III.

Tredici anni dopo, avendo il proposito di fidanzarsi a una ereditiera in cui amore e gentilezza non potevan tanto da deprimere l’alterigia della famiglia borghesemente arricchita, il giovane Aurelio Contralbi conte di Làmola ricercava le tracce della sua antica nobiltà, quasi ad aiuto di superiorità maritale. Voleva persuadere a fatti storici la signorina che il suo nome era dei piú illustri d’Italia.

E leggeva le cronache che suo padre aveva acquistate per accrescere l’archivio della famiglia e che forse lui, il dotto conte Genesio, non aveva mai lette da capo a fondo.

Cosí, tra memorie di prepotenze aristocratiche e di violenze commesse per decoro della famiglia e per punto d’onore, incontrò anche questa notizia:

A dí 2 de luglio 1597 in Bologna fu tolto su dai sbirri il conte Prosporo Contralbi per havere con li suoi huomeni de Lamola rapinati de’ mercatanti che di là transivano pretestando quistione de pedagio.

Bravo il conte Prospero! Gli altri Contralbi avevano percosso, sbudellato, accoppato per gelosie e vendette: egli preferiva di giovare a sè stesso e ai lontani nipoti svaligiando i mercanti che scendevano da Savigno e dall’alto Modenese. Rubatore di strada!

Oh no! Non era, a dirla, una gloria! Ma neanche, tacendolo, era un delitto senza venia; perchè, alla fin fine, il conte Prospero comprometteva la pelle negli assalti e nelle zuffe: non derubava con oneste apparenze e tranquilli inganni, come certi altri capostipiti. La ricchezza, del resto, non somiglia a un’acqua limacciosa che si purifica scorrendo col tempo?

Le quali riflessioni esortavano a non arrossire del brutto fatto nemmeno in segreto. Eppure il giovane conte Aurelio rimase male. Ricevè da quella lettura un senso dell’amarezza, della pena, quasi del rimorso che avrebbe forse provato l’avo rapinatore se invece che del cinquecento fosse stato un gentiluomo del secolo ventesimo.

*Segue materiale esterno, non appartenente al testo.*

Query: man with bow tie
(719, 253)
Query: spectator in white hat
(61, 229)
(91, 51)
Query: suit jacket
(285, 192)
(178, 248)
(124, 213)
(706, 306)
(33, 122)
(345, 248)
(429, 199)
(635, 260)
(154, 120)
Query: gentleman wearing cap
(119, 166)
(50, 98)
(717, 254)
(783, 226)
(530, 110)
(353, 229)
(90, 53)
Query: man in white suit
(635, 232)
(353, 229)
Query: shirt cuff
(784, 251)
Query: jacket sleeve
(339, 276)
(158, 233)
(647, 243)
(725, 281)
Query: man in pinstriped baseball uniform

Finchè la remota cagione di quel turbamento al giovane conte si definí in un ricordo suo proprio, d’improvviso ravvivato, d’improvviso riflettuto nella coscienza. Gli sovvenne di quel giorno lassú... E gli risonavano all’orecchio le minacce e le invettive di Cesco, il ragazzo del sarto (– ladro! brutto ladro! –); e gli si riaffacciava a intenerirlo e a impietosirlo, con la tristezza del male commesso e non riparato, l’immagine della piccola Lisa. Ripugnando dal pensiero di quella furfanteria – lui ricco, forte, piú grande, carpire a una bambina povera, alla innocente compagna de’ suoi giuochi la moneta ch’essa aveva trovata, un tesoro! –; e dovendo pensare che in lui quel giorno si fossero vilmente ridestati gli atavici istinti di prepotenza e cupidigia, avrebbe voluto veder ora, lí innanzi a sè, la Lisa per allietarla con un atto munifico; per accertar sè stesso d’aver anche generosità nelle vene e di aver nell’animo la cortesia dei costumi raffinati e dei tempi nuovi.

Ma come?

La Lisa poteva essere, ora, sui diciannove anni; con speranze di nozze; forse già promessa sposa. Mandarle un dono nuziale?... O... portarle quello zecchino?

Ma dove, dove era andato a finire quel maledetto zecchino? Suo padre doveva averlo conservato; senza dubbio. Suo padre era un dotto!

Sperò di trovarlo nel cofano che da secoli custodiva i gioielli e le gemme della famiglia. E riversatole, sí, ecco balzar da una scatoletta una monetina d’oro. Lo zecchino! Lo zecchino della Lisa! Anche c’era una nota, suggerita forse al conte Genesio da qualche numismatico amico. Conio del tempo di Marin Grimani, doge dal 1595 al 1605.

To’! Dal 1595 al 1605? Possibile...? Un sospetto, un lampo, passò per la mente del giovane conte Contralbi.

Ah le misteriose vicende del caso! i riscontri del destino! E rilesse la cronaca all’anno 1597; e vide che la cosa era ammissibile: uno zecchino caduto nella strada durante la zuffa e la rapina del conte Prospero, e portato dall’acqua nelle crete dei «calanchi», era stato rinvenuto da una fanciulletta, tre secoli dopo; e, to’!, alla furfanteria dell’avo si riconnetteva la furfanteria compiuta tre secoli dopo dal nipote; si aggiungeva la colpa dal nipote commessa, purtroppo, senza attenuanti!

... Il giovane conte Contralbi, come per timore che gli cessasse quel sentimento buono di riparazione e gentilezza, si mise subito in tasca lo zecchino e partí subito alla volta di Làmola.